Epidemiological characteristics can also be an influential factor. The rate of diversity and positive selective pressure tend to increase when there is horizontal transmission of the virus and a shorter generation time (6). Unlike the samples from groups A, B and C (from wildlife or countries with advanced eradication programs), the sequences that form groups D and E came from viruses isolated from domestic pigs in periods of high prevalence of the disease. The Brazilian samples came from a region of high production of isolated pigs and from a period with high rates of infection before eradication efforts (23). Chinese swine also suffered a series of outbreaks of PR, which implies a larger population and higher speed of transmission (35).
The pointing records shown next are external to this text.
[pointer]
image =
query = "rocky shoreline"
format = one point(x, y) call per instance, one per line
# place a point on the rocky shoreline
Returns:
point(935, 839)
The variations found in gC ranged from amino acids considered intolerable by SIFT to changes in the hydrophilicity profile. No HBD was affected by amino acid substitutions. The signal peptide, which is important in glycoprotein localization during virion assembly, did not show any substitution in any sequence, not even in the Bartha sample, which was previously reported to carry mutations at codons 12 and 14 (25). Substitutions at N-glycosylation sites did not cause a loss or change in position, only resulting in weak positive pressure areas. The majority of these sites are located in strong negative pressure areas, increasing their preservation.
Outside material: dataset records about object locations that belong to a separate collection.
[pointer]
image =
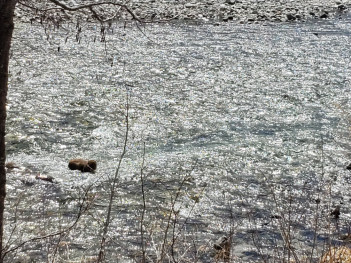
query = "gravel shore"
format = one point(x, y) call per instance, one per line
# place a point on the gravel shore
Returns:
point(242, 11)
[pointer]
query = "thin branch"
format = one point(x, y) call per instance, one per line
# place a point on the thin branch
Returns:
point(144, 206)
point(89, 6)
point(113, 187)
point(81, 211)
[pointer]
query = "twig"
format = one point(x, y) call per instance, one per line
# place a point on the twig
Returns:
point(144, 206)
point(113, 188)
point(81, 211)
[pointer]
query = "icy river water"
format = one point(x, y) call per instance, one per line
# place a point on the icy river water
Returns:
point(245, 127)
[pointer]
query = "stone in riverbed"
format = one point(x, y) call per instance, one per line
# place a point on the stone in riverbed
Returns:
point(82, 165)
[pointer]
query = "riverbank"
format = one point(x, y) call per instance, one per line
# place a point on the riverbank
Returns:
point(241, 11)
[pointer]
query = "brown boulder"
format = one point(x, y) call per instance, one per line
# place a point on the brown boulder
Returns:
point(82, 165)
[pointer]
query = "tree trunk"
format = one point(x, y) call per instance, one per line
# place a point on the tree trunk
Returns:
point(7, 8)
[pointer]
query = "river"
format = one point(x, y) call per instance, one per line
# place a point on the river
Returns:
point(249, 124)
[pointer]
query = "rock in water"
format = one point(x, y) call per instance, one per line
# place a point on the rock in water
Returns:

The largest modification profile is indeed located at the hot spot. At the hotspot, there is a modification in the group B group profile resulting in the complete substitution of the region and an insertion (from VVVE in group A to ALDDD). This change modifies the hydrophilicity profile, which would cause the region to be more antigenically exposed (15), in addition to including a disordered region. The presence of disordered regions in gC may also contribute to genetic variation (8).

The results presented in this work suggest that the use of Bayesian analysis for reconstructing phylogenetic trees is helpful for molecular analysis and epidemiological studies and allows for comparison with the results of previous studies. It was also possible to divide SuHV-1 isolates into five genotypes that evolved under different selective pressures. These genotypes are not specific to countries or continents, perhaps due to multiple introductions related to the importation of swine.